To find forgiveness

  Nancy
California,  United States
 
 

I had an abortion because at the time there were no CPC's.  The only place I had to go was Planned Parenthood.  I received no information to make an informed choice.  I was asked "Am I happy to be pregnant?"  I got pregnant during my first sexual experience.  My boyfriend, at the time, when he found out of the possibility, he was nowhere to be found.  After having the pregnancy test at Planned Parenthood and having them set up an appointment for me at the clinic, I was finally able to speak with my boyfriend on the phone.  He sounded intoxicated and wasn't very supportive.  I told him that I had an appointment in three days at the clinic.  He didn't say anything one way or another.  I couldn't tell my parents for fear of rejection and disappointment.  To this day, I have not told them.  My mom is now in heaven and knows now.  My dad is 87 years old.  I know he would not understand what I did and why.  It would be very hurtful to him at this time.

The day of the abortion, I had a couple of friends drop me off at the clinic.  I felt very much a lone and scared.  I remember talking to another girl who had multiple abortions and said that it was no big deal.  I felt like it was a very big deal.
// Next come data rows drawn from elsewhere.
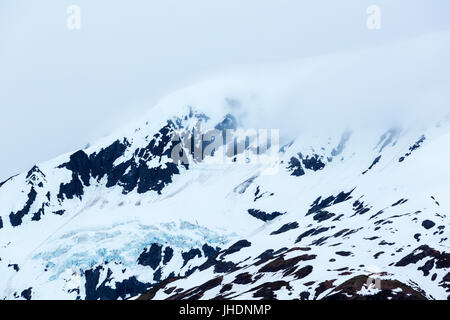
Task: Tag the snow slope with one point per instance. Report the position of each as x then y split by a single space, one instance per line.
358 189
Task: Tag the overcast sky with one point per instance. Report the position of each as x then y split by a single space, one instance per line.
60 89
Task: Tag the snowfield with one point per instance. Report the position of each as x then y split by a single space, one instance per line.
357 207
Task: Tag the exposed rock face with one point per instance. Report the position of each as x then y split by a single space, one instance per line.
123 220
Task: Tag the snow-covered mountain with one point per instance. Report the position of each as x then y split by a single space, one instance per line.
356 191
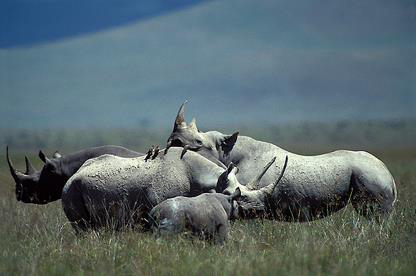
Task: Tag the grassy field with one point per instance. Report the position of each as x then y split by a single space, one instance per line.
38 240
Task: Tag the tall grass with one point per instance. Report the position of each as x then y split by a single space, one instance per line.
39 240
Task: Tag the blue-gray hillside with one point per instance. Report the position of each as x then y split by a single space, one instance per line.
237 61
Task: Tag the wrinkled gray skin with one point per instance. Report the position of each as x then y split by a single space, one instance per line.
120 191
44 186
313 187
111 191
206 216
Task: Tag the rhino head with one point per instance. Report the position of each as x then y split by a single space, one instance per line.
213 145
35 186
252 202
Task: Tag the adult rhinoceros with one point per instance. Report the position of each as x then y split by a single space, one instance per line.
114 191
314 186
44 186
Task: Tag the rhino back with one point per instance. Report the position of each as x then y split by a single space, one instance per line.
112 178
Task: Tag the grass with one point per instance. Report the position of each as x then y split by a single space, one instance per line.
38 240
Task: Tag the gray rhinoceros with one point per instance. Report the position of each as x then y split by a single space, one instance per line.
205 216
315 186
111 191
44 186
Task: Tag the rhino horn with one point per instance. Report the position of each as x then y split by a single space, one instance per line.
185 149
168 145
232 167
180 118
43 157
13 171
29 167
192 124
270 188
255 183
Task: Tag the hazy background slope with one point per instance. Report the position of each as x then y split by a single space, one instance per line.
237 61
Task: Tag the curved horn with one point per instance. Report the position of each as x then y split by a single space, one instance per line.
185 149
270 188
43 157
231 167
168 145
12 169
255 183
180 118
29 167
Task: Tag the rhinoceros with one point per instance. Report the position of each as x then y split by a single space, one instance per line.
44 186
314 186
205 216
114 191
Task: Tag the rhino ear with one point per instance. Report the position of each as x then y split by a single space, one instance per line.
42 156
57 155
229 140
236 195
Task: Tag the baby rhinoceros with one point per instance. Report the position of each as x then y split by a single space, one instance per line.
205 216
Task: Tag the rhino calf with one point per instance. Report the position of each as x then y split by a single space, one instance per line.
205 216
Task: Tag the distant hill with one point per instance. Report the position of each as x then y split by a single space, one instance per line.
239 62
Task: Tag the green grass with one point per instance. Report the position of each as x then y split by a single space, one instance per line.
38 240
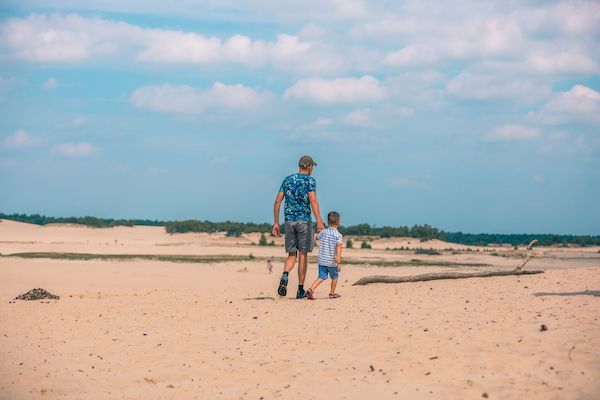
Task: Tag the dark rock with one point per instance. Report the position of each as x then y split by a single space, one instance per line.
37 294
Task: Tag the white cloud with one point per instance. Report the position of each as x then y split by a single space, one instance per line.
406 183
73 38
183 99
153 172
316 137
322 121
75 150
405 112
78 122
20 139
358 117
512 132
336 91
50 84
5 85
478 86
581 104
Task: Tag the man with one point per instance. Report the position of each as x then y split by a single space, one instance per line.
299 191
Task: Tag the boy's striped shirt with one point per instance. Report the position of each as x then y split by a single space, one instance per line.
328 241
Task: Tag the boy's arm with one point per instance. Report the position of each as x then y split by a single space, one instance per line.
276 208
314 205
338 256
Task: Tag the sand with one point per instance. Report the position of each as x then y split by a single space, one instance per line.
148 329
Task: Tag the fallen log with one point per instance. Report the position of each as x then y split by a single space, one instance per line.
439 275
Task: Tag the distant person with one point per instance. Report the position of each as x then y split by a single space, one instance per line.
299 191
330 256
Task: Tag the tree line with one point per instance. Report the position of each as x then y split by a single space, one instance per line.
231 228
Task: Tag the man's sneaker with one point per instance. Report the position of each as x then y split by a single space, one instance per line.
282 289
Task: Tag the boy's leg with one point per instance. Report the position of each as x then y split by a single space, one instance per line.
316 283
333 285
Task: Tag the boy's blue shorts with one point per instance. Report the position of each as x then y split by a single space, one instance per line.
325 270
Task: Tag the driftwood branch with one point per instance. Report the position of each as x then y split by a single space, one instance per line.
440 275
529 256
452 275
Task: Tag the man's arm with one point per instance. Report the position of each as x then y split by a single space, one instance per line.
314 205
276 208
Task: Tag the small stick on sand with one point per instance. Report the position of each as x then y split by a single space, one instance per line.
530 255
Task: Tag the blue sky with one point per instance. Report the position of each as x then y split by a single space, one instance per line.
471 116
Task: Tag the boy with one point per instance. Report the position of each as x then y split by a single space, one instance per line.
330 255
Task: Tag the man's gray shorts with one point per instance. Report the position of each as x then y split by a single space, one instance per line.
298 236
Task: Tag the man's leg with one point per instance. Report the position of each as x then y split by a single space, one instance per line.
290 262
287 267
302 265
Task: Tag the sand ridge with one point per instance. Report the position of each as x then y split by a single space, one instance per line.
148 329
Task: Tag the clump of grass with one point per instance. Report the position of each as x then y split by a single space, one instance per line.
429 252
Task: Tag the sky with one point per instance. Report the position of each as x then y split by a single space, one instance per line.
469 115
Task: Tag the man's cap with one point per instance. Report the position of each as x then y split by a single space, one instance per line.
306 161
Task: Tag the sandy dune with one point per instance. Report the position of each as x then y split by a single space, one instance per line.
147 329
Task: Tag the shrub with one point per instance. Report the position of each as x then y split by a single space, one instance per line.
263 240
429 252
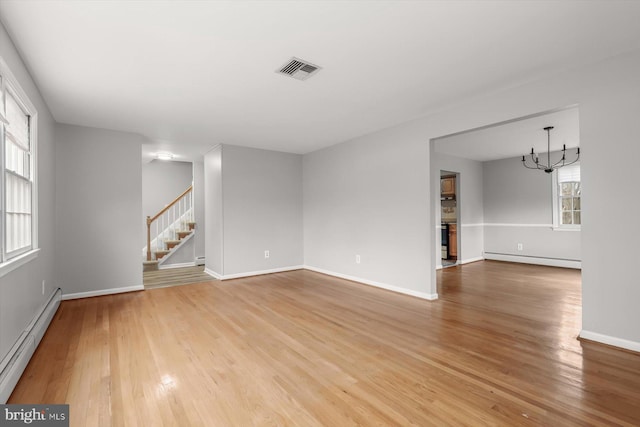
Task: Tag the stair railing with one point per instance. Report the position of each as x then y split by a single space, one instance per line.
169 219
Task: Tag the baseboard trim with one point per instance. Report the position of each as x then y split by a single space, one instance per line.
14 364
470 260
179 265
388 287
609 340
102 292
551 262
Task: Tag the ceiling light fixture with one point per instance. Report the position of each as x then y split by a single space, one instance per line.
164 155
549 167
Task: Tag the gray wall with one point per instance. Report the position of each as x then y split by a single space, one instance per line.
470 205
21 296
262 209
98 209
213 221
338 201
253 203
518 209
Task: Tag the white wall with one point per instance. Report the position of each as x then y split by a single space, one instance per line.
21 296
370 195
262 209
518 209
470 205
98 210
162 181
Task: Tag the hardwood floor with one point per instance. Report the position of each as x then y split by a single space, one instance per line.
301 348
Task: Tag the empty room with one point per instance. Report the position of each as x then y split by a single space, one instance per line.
319 213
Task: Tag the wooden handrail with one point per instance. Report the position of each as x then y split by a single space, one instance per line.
156 216
166 208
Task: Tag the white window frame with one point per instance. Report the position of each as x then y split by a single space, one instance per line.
8 82
555 188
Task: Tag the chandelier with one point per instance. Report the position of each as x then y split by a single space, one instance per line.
549 167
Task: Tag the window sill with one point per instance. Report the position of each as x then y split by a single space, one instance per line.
17 262
555 228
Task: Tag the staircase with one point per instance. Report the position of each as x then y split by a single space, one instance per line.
168 230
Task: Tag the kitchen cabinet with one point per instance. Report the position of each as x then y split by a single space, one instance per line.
453 241
448 186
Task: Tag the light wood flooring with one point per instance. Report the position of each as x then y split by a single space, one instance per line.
300 348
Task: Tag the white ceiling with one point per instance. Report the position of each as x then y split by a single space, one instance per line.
192 74
516 138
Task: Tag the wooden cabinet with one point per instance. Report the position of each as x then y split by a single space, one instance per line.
453 241
448 186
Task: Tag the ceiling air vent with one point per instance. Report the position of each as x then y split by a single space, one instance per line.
298 69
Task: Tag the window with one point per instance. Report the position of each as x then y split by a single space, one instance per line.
567 193
17 174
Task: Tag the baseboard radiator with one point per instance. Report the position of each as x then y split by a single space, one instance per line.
16 360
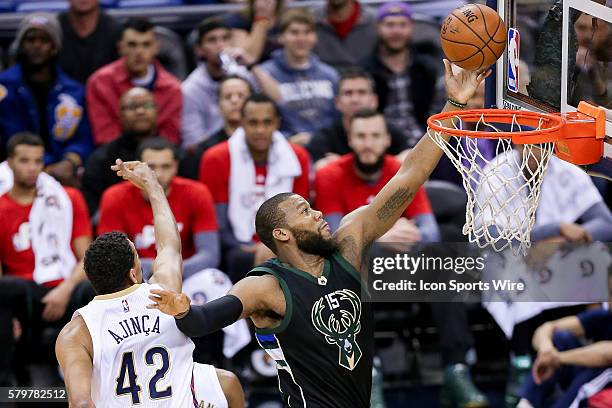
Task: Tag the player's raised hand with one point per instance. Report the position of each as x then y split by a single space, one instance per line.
138 173
168 302
461 84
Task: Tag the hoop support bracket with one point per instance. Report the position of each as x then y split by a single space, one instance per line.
583 135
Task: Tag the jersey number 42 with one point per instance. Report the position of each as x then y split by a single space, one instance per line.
127 380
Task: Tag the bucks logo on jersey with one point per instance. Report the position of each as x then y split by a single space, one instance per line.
337 316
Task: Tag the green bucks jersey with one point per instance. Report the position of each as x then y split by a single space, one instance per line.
323 346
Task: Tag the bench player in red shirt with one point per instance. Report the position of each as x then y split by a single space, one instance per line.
37 291
124 207
354 179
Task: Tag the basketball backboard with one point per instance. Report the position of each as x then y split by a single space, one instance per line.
559 53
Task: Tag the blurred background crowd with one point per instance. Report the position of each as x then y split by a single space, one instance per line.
325 98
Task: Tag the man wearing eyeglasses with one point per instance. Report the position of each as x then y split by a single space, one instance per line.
138 117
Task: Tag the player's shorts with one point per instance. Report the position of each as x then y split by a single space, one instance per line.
206 387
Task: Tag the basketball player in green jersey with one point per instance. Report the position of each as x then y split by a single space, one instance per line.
307 303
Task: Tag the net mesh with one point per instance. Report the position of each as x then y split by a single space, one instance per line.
502 181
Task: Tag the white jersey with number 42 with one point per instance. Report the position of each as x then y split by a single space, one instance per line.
139 355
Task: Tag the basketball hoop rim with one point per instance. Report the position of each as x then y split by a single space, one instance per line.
551 133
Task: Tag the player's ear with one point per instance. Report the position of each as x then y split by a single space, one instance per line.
280 234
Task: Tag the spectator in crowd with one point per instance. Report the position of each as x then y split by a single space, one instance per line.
90 39
405 81
233 91
355 93
201 117
565 362
255 29
136 67
256 163
346 32
37 96
354 179
138 117
44 232
301 85
125 208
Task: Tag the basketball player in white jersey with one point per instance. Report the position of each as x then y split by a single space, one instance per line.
116 352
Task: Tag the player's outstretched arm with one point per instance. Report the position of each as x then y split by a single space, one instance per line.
370 222
232 389
168 265
253 296
74 352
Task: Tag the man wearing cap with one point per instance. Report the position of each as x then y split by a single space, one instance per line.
346 31
405 80
37 96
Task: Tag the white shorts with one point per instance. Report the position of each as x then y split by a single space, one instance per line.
208 391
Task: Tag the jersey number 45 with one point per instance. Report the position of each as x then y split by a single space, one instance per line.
127 380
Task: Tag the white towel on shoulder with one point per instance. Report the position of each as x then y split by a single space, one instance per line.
50 227
245 196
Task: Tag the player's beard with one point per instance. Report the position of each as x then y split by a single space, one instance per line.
369 168
313 243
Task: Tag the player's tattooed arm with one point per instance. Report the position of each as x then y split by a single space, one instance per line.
168 264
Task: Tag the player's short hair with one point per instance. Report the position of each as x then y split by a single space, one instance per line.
156 143
108 261
259 98
356 73
140 24
228 77
22 138
270 216
296 15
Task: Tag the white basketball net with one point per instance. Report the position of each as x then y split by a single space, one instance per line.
503 192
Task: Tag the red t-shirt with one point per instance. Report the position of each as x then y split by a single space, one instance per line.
123 208
215 172
339 189
16 254
343 28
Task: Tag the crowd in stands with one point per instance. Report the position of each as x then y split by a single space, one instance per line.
324 103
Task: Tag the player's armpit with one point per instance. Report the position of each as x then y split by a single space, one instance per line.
231 388
259 294
74 351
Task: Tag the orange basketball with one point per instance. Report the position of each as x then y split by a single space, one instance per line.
473 36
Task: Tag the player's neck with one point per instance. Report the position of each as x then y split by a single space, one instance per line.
22 195
309 263
259 156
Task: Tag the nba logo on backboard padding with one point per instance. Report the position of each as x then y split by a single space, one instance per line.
513 59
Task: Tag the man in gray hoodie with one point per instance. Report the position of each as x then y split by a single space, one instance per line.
302 85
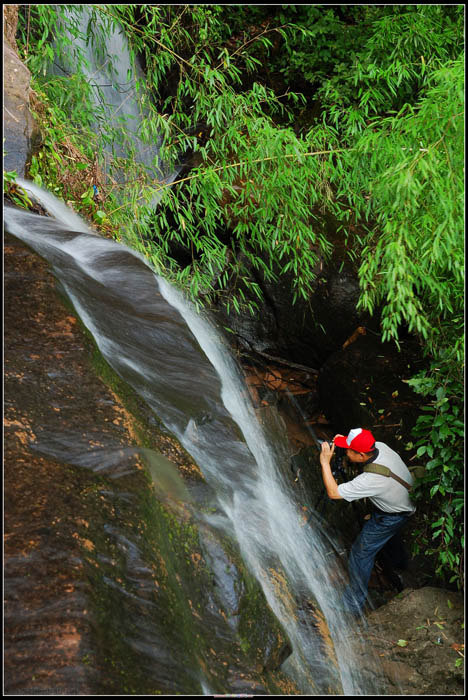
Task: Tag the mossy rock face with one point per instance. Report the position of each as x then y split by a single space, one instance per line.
191 604
124 591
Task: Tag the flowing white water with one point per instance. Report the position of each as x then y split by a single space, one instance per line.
181 366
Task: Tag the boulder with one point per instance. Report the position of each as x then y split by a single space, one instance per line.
417 640
364 384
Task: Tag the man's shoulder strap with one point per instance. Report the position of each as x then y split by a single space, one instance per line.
375 468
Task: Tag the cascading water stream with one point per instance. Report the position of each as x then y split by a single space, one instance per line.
175 359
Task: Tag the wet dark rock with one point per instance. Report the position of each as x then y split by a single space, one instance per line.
364 385
428 622
306 331
107 591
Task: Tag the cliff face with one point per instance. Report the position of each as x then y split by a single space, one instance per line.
49 510
19 128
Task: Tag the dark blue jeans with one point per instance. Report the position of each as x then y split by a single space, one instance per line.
373 536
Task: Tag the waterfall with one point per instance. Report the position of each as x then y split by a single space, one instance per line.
180 365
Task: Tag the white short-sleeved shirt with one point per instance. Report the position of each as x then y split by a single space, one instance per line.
385 493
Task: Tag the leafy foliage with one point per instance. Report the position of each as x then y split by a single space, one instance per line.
382 151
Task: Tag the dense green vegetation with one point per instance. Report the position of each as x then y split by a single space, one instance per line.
286 115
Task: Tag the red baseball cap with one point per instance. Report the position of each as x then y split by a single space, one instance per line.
358 439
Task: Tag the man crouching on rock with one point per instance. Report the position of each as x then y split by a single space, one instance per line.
390 498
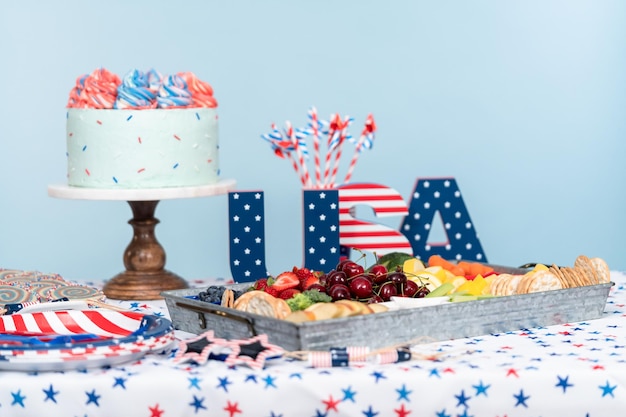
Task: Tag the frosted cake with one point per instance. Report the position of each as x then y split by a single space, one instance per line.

Immediately after the abortion I felt empty and in a daze.

As time went on, after the abortion, every time someone at church (the pastor, the priest,fellow church goers) mentioned abortion, I would want to climb under the pew.  I was so afraid someone would find out my big secret, my shame.  I felt like I had a big "A" on my forehead.

After I accepted the Lord, God started bringing different people in my life to help me know that I not only could forgive myself, but could find forgiveness in God.  I have gone through a post-abortion healing program called "Hope".  Working at Informed Choices, helping others through the healing process is also healing for me.